Saturday, September 22, 2012

Nefandous

H.P. Lovecraft: Tales: edited by Peter Straub (Collected 2005): If you're going to buy one collection of H.P. Lovecraft's horror and science-fiction stories, this Library of America volume is the one. While it omits the products of about ten years of HPL's apprenticeship learning to write, along with all of his Dunsany-era stories, it nonetheless does contain pretty much all of Lovecraft's essential fiction. The inclusion of his essay on supernatural fiction would have been nice, but the appendices make up for that exclusion.
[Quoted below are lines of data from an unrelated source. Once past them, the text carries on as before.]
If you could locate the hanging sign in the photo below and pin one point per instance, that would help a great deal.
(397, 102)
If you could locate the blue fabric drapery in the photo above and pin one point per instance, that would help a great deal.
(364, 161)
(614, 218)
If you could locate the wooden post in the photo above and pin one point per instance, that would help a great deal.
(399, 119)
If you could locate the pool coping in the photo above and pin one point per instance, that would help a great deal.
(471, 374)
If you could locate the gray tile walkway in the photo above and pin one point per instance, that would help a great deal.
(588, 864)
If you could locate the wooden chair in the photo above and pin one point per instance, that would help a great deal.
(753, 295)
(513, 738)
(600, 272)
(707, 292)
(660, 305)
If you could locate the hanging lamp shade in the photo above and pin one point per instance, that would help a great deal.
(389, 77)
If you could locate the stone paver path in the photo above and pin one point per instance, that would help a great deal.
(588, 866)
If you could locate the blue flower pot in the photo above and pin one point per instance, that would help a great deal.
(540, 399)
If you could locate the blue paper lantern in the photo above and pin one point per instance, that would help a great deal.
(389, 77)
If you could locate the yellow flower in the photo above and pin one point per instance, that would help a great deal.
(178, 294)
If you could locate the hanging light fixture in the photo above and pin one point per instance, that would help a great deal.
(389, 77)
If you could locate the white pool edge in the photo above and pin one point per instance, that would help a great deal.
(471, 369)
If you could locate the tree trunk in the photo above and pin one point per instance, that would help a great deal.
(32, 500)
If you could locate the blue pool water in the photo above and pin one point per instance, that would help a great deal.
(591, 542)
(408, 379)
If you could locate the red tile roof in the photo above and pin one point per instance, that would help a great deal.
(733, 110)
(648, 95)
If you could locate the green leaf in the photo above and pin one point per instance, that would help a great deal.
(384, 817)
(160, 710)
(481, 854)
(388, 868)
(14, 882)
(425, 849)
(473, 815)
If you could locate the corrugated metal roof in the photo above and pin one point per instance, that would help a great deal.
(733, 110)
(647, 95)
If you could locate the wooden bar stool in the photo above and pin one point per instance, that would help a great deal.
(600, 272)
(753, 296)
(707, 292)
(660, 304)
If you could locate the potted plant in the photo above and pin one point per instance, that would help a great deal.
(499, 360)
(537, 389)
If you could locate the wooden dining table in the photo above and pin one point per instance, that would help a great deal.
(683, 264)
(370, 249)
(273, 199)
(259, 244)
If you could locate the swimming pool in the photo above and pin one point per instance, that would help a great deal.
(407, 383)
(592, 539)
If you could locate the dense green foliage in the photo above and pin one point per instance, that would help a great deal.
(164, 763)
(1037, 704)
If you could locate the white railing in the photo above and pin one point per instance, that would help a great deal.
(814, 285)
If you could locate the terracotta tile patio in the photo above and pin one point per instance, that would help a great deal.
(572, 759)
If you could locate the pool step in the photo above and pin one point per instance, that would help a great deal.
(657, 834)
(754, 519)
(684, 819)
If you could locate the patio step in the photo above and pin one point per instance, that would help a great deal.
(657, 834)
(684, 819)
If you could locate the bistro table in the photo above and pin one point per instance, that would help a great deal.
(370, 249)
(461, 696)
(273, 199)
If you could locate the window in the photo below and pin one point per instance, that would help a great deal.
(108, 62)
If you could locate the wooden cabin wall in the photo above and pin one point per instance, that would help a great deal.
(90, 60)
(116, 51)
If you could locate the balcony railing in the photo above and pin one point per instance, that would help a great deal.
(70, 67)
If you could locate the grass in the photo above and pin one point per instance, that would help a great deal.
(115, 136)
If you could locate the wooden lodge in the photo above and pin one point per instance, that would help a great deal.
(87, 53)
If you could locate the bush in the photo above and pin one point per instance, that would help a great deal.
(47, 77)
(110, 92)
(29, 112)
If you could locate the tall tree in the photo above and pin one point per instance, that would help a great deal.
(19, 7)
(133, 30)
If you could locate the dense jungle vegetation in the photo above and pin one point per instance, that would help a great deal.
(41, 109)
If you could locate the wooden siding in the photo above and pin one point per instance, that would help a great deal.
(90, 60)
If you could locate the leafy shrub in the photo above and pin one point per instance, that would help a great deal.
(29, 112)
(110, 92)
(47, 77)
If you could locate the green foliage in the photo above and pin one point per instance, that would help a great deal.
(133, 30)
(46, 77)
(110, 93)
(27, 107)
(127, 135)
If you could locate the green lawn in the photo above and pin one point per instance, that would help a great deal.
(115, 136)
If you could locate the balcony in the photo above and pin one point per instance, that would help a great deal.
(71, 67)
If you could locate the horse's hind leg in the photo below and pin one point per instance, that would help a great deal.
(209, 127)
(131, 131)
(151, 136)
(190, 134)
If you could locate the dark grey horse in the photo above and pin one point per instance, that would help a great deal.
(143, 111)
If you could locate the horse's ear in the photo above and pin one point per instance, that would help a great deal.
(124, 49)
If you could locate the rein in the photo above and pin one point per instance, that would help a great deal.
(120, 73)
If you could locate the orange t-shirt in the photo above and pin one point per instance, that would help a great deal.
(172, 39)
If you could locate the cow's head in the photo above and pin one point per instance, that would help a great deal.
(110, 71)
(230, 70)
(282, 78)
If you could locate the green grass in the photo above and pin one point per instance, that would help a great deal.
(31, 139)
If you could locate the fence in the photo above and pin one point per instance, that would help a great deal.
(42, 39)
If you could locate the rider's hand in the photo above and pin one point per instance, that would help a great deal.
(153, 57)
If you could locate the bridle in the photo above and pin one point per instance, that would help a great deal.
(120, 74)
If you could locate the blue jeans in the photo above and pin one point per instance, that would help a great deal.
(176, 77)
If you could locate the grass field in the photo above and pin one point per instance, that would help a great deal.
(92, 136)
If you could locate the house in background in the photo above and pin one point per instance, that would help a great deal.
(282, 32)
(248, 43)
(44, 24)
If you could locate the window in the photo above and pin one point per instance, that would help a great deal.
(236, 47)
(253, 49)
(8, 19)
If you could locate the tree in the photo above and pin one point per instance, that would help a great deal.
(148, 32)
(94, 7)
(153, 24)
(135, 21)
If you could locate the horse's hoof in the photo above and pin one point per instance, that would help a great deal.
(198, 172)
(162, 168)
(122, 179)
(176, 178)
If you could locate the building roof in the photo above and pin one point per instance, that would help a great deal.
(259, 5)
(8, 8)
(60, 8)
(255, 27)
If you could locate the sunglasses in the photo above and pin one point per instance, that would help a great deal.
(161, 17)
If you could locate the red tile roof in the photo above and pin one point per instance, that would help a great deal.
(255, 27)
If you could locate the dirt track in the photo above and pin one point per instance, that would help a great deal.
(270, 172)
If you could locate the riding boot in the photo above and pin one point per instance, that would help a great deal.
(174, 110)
More importantly, Straub uses the new standard HPL texts as assembled by S.T. Joshi from Lovecraft's original manuscripts and the original magazine appearances of these stories. As monumentally important as editor and publisher August Derleth was to the survival and posthumous propagation of Lovecraft's work, his editing instincts were always somewhat wonky. Derleth tended to think that italicizing key passages and putting exclamation marks after every third sentence made HPL scarier! It didn't. The much calmer, less obtrusive prose of these remastered stories restores a lot of the lost grandeur and sublimity of Lovecraft's greatest moments.
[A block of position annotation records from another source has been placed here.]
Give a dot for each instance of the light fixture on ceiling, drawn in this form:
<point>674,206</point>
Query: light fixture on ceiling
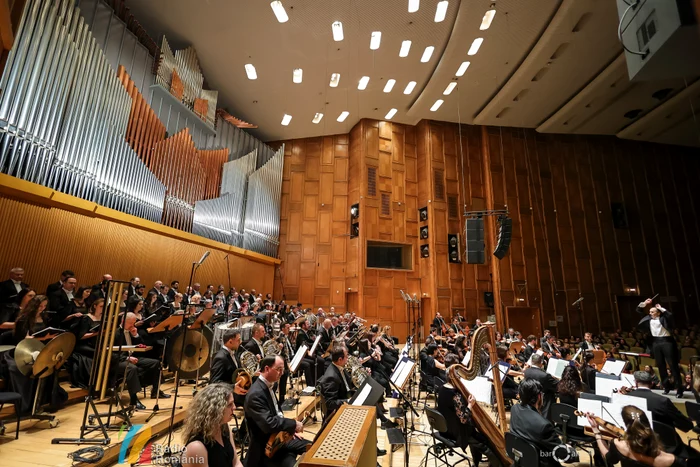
<point>389,85</point>
<point>250,71</point>
<point>297,75</point>
<point>450,87</point>
<point>279,11</point>
<point>337,31</point>
<point>427,53</point>
<point>441,11</point>
<point>475,46</point>
<point>405,49</point>
<point>462,69</point>
<point>488,18</point>
<point>362,85</point>
<point>375,40</point>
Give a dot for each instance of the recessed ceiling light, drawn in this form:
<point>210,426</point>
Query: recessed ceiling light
<point>488,18</point>
<point>450,87</point>
<point>250,71</point>
<point>375,40</point>
<point>362,85</point>
<point>475,46</point>
<point>297,75</point>
<point>279,11</point>
<point>462,69</point>
<point>441,11</point>
<point>427,53</point>
<point>337,31</point>
<point>335,79</point>
<point>405,48</point>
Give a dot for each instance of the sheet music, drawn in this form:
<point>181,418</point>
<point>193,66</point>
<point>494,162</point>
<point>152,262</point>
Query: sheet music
<point>480,388</point>
<point>297,358</point>
<point>362,396</point>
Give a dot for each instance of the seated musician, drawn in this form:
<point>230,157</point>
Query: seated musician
<point>206,434</point>
<point>460,426</point>
<point>148,368</point>
<point>264,418</point>
<point>336,390</point>
<point>527,423</point>
<point>316,364</point>
<point>639,447</point>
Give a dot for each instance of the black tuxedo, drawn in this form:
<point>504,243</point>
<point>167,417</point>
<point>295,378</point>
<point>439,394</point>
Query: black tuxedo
<point>262,420</point>
<point>529,424</point>
<point>549,387</point>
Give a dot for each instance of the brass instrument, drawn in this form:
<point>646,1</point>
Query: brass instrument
<point>493,430</point>
<point>249,365</point>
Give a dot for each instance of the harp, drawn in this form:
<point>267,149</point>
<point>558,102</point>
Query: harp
<point>489,420</point>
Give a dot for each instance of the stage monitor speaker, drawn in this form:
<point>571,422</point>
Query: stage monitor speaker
<point>453,248</point>
<point>475,241</point>
<point>505,231</point>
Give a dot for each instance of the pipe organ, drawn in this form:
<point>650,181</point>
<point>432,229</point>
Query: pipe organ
<point>222,219</point>
<point>68,121</point>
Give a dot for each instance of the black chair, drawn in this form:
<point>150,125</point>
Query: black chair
<point>693,411</point>
<point>522,452</point>
<point>566,424</point>
<point>15,399</point>
<point>442,447</point>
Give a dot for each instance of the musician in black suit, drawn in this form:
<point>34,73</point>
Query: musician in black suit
<point>9,290</point>
<point>547,382</point>
<point>527,423</point>
<point>264,418</point>
<point>56,286</point>
<point>660,325</point>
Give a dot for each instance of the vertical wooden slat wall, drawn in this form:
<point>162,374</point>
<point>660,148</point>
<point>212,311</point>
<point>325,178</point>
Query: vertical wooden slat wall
<point>558,188</point>
<point>45,241</point>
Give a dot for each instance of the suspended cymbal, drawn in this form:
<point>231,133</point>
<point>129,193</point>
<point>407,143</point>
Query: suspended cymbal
<point>54,354</point>
<point>25,353</point>
<point>195,354</point>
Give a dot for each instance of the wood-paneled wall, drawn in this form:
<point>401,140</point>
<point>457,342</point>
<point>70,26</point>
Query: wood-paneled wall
<point>558,189</point>
<point>46,240</point>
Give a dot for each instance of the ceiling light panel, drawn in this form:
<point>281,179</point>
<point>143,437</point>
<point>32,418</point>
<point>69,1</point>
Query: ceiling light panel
<point>441,11</point>
<point>279,11</point>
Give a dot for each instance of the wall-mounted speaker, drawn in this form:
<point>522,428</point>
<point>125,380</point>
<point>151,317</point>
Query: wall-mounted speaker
<point>453,248</point>
<point>423,214</point>
<point>505,232</point>
<point>474,235</point>
<point>424,251</point>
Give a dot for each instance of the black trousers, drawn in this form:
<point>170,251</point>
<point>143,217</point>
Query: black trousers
<point>665,350</point>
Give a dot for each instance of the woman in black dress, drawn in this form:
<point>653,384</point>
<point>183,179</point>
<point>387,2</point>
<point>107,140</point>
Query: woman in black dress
<point>207,436</point>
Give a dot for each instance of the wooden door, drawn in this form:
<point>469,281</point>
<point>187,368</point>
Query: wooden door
<point>524,319</point>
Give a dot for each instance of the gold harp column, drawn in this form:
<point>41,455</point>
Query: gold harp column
<point>490,231</point>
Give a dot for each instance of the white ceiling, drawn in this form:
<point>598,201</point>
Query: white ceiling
<point>553,65</point>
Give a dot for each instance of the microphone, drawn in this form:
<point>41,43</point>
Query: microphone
<point>204,256</point>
While Lovecraft made cosmic horror and imaginary gods a staple of American horror fiction forever after, he also made the documentary tone a mainstay of horror fiction. Most stories are first-person accounts given by a narrator who has survived the events (at least for a little while -- there's always a cost to saving the Earth) or who has collected information about events that he himself did not participate in. One of the odd things about the current horror boom in 'found-footage' and 'fake documentary' films is that HPL would have loved them: they, and not narrative horror, are the closest approximation on the screen of what the narration of stories from his mature writing period seeks to achieve.

As other critics have noted, one of the fascinating things about looking at HPL's stories in the order of composition rather than the order of publication is to see him gradually losing interest in horror. His work after 1931 or so (he died in 1937 at the age of 47) moves more and more towards being straight, though extravagantly cosmic, science fiction in which all the mythological elements have rational (albeit bizarre) explanations.

For example, the cosmic aliens of "The Whisperer in Darkness" and "The Shadow Out of Time" really aren't that menacing -- certainly not compared to the invading horrors in the earlier "The Call of Cthulhu" or "The Colour Out of Space." Indeed, the time-travelling Great Race of "The Shadow Out of Time" turns out to be relatively benign, while the Mi-Go of "Whisperer" seem more misunderstood nuisance than threat.

Another progression involves Lovecraft's oft-mentioned racism and bigotry. In his early 1920's story "The Horror at Red Hook", pretty much all the horror flows out of Lovecraft's then-deep-seated loathing of non-WASPy ethnic types, African-Americans, Asian-Americans, and miscegenation. But by the last two chronological stories in this collection, Lovecraft presents Australian aboriginals as the only group with a rational response to the things that lurk in the cyclopean ruins of ancient cities hidden in the Outback, and working-class Italian Americans as the last line of defense against the resurrection of the extraordinarily dangerous Nyarlathotep. It's a welcome shift in attitude.

In any event, this is a fine collection with a decent bibliography, time-line, and annotations, though the last seems a bit scanty. Though it at least defines the word 'nefandous.' Highly recommended.